Alerta general contra la mentira
El viento sopla como de Trump, pero nos alcanzó hace rato
El viento sopla como de Trump, pero nos alcanzó hace rato. El lunes ya había muerto una persona a la que le dio un infarto mientras votaba en Lleida. No murió, hoy por fortuna seguía vivo. Había cerca de 800 heridos, caídos en el combate del domingo. No era así exactamente. La policía fue brutal, lo vio el mundo entero, pero esas no eran heridas de guerra ni requirieron las vendas que llevan consigo las heridas graves. El número ya impacta: 800. Con que hubiera habido ocho ya sería grave. Pero para que algo duela de verdad en el oído hay que mantenerlo numeroso, y dejarlo ahí: no se especifica si fue una herida en una ceja o en el omoplato, tiene que ser mucho y para siempre. En la turbamulta el número es lo que se oye: da igual que haya entrado y salido del hospital. La verdad repetida es que hay ochocientos, y parece que hay ochocientos en ochocientas camas.
La verdad como exageración, interesante manera de reflejar la realidad, aumentándola, prolongando sus efectos de multitud herida. Pero hay más. El cantante al que llamaron fascista se lo merecía “porque tiene intereses en Castilla, y un icono nuestro no puede permitirse tener intereses en Castilla ni decir que el referéndum no tiene garantías”. Esta exageración suena a eco agrandado: ahora en Cataluña “tenemos dos enemigos, el ISIS y el Estado Español”. Las redes ayudan, y con frecuencia te ofrecen perlas como esa que alude a un juez que trabajó contra Gürtel y murió “en extrañas circunstancias, a ver qué le pasó de verdad”. Murió de un cáncer, un año de padecimiento. Y no hizo nada con Gürtel.
No están todas las mentiras en Twitter, o en las restantes redes sociales; algunas se quedan en el nivel de la calle, de las habladurías, y corren como la espuma. Esvásticas acusadoras, Cara al Sol, himnos de una patria y de otra, verbos como armas, traidores de uno y de otro bando, “tengo miedo”, “son unos fachas”. Se juega con fuego, y el fuego está a la orden del día, basta con implorarlo. “Dame fuego”. “Toma este chisme”. Y ya se riega el suelo con los inventos que son invectivas como dardos. Cuidado, nos están dando metralla y creemos que son palabras. Estamos construyendo el odio entre nosotros. Es verbal, todavía.
La gente está dispuesta a creérselo todo y a pasarlo. Sucedió en los prolegómenos de la guerra civil, y lean para alimentar el susto el instructivo prólogo de El holocausto español, de Paul Preston.
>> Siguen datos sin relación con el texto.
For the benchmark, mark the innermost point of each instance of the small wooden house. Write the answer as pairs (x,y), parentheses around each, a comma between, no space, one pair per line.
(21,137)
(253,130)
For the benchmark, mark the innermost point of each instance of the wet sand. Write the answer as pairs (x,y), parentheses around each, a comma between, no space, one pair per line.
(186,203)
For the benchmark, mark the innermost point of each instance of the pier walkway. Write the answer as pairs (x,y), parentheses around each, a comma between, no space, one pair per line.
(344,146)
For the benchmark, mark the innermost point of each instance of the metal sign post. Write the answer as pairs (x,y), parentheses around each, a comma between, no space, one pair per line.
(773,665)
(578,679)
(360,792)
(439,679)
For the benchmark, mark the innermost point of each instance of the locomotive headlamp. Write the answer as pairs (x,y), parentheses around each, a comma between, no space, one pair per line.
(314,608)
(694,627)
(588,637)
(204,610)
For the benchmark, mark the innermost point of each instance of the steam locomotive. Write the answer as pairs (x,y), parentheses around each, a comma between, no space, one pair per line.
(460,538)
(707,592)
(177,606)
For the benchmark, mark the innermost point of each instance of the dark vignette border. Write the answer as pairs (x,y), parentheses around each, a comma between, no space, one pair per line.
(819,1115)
Pasa en todas las guerras y pasa también en las escaramuzas. En su ensayo sobre los peligros de la posverdad (Sobre la tiranía), Timothy Snyder aconseja desprenderse de las redes, ir a las fuentes, saber de veras qué pasa. Esta imagen saltó esta tarde a los móviles: alguien auxilia a un afectado por las avalanchas policiales en Barcelona; no se ve muy bien, pero la alerta dice: están maltratando a alguien que ayuda a otro que se está muriendo. No es así, lo que se ve no es eso. Pero es tan verdad ahora como que “Merkel llamó ayer por la tarde a Rajoy y le dijo que parara a la Guardia Civil, que esto es Europa”.
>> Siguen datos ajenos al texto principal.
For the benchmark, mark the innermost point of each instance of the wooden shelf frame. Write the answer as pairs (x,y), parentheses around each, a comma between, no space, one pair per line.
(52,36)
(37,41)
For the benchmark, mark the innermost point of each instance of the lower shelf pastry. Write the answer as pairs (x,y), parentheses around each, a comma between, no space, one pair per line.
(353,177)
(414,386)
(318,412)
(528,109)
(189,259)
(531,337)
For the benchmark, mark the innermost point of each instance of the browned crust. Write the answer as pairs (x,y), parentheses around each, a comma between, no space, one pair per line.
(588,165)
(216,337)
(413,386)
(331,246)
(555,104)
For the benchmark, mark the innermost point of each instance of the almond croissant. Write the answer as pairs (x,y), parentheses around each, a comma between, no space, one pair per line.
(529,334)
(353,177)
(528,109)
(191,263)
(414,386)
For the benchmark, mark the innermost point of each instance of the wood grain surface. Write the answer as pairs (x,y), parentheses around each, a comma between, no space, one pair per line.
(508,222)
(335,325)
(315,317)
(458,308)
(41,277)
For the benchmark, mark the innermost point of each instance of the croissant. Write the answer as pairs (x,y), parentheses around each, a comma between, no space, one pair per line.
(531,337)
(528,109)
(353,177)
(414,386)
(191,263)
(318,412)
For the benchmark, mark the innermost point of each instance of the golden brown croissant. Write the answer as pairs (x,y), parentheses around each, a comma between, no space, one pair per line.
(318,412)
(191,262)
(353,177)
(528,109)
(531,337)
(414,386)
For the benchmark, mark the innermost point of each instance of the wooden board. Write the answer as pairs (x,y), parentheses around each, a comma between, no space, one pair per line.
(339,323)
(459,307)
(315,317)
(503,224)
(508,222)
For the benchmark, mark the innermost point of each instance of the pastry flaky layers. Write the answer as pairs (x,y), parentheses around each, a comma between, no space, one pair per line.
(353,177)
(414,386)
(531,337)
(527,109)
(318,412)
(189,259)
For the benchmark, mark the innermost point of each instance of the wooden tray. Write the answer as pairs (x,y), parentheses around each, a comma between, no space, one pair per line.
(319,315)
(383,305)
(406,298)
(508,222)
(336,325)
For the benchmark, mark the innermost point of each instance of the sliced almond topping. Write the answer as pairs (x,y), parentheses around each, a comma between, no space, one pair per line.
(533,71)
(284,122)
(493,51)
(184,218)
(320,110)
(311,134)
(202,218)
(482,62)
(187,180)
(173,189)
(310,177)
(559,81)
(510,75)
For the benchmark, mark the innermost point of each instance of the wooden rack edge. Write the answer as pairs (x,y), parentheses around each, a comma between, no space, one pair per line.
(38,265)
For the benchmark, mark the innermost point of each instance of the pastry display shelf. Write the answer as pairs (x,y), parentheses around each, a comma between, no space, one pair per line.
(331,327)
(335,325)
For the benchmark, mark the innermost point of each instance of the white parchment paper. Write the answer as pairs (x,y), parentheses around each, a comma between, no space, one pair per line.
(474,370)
Fui a Barcelona. Después de la batalla escuché esas cosas, el Isis es igual a España, el cantante al que llamaron fascista se lo merece por estar cerca de Castilla, el infartado de Lérida se ha muerto, menos mal que Merkel le tiró de las orejas a Rajoy. En el otro lado de la trinchera, pues ya estamos con una trinchera en medio, se dicen otras mentiras, claro, pues ahora la guerra se hace de palabras, aparte de las escaramuzas graves del domingo. El presidente del Gobierno, por ejemplo, dijo que no había pasado nada, y usó la televisión en cadena para desmentir que lo que habíamos visto hubiera sucedido. Era mentira, pasó de todo. Si hasta en la aparición más solemne se desvía la vista de la realidad para que la gente se acueste con una mentira, ¿qué no harán los que hablan en las esquinas de las redes aventando lo que a base de ser mentira repetida “es verdad por mi madre bendita que yo lo vi”?
Una alerta general contra la mentira debería ser ahora de urgente necesidad. Para que no nos sepulte el deporte letal de la maledicencia.